La motivation première était donc la colonisation pour affirmer leur puissance. Les désirs des populations concernées n’étaient pas prises en compte.
La première guerre mondiale a mis fin à trois empires : autro-hongrois, allemand, ottoman. En plus des empires coloniaux déjà constitués - Grande-Bretagne, France, Portugal, Russie, Espagne -, la deuxième guerre mondiale a vu refleurir les ambitions impériales de l’Italie, de l’Allemagne et du Japon.

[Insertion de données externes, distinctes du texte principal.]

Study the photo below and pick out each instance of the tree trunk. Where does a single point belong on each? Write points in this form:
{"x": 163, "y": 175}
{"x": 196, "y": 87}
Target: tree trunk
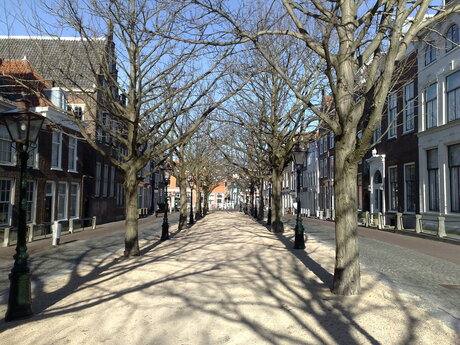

La défaite de l’Italie, de l’Allemagne et du Japon a mis fin à des exactions de toutes sortes où le respect des personnes individuelles n’existait pas. Après les abominations des puissances de l’Axe, la victoire des Alliés a construit un nouvel ordre mondial fondé sur le respect des individus. Ce qui ne veut pas dire que tout était parfait de leur côté, mais ça les obligeait à travailler dans le sens des Droits de l’Homme, État de droit, Droit des peuples à disposer d’eux mêmes, qui sont devenus progressivement la base de ce nouvel ordre mondial. La colonisation a été abandonnée, non sans mal. Progressivement, l’égalité de droit des individus et des peuples est devenue la base des relations internationales, contrairement au régime de la colonisation.
À l’origine de cette évolution, l’Europe occidentale a dû renoncer à ses colonies, ce qui a supprimé le contentieux fondamental de la rivalité de puissance intra-européenne, et a permis la construction de l’Union Européenne qui aurait été impossible sans l’abandon de la colonisation. C’est surtout la relégation de puissance au second rang qui a permis et obligé les États européens de renoncer à leur rivalité et à s’associer au lieu de se combattre. Renonçant à leur rivalité, la construction pacifique européenne s’est donc réalisée sur la base du respect des droits de chacun, en interne et en externe. On n’adhère à l’Union européenne que si on le désire ; on peut même s’en séparer. L’Union Européenne devient un modèle de construction mondial, qui s’oppose à l’État-nation en le dépassant, et à l’empire en respectant la liberté de choix de chacun. Ceci est une construction des droits jamais encore entreprise dans l’histoire du monde.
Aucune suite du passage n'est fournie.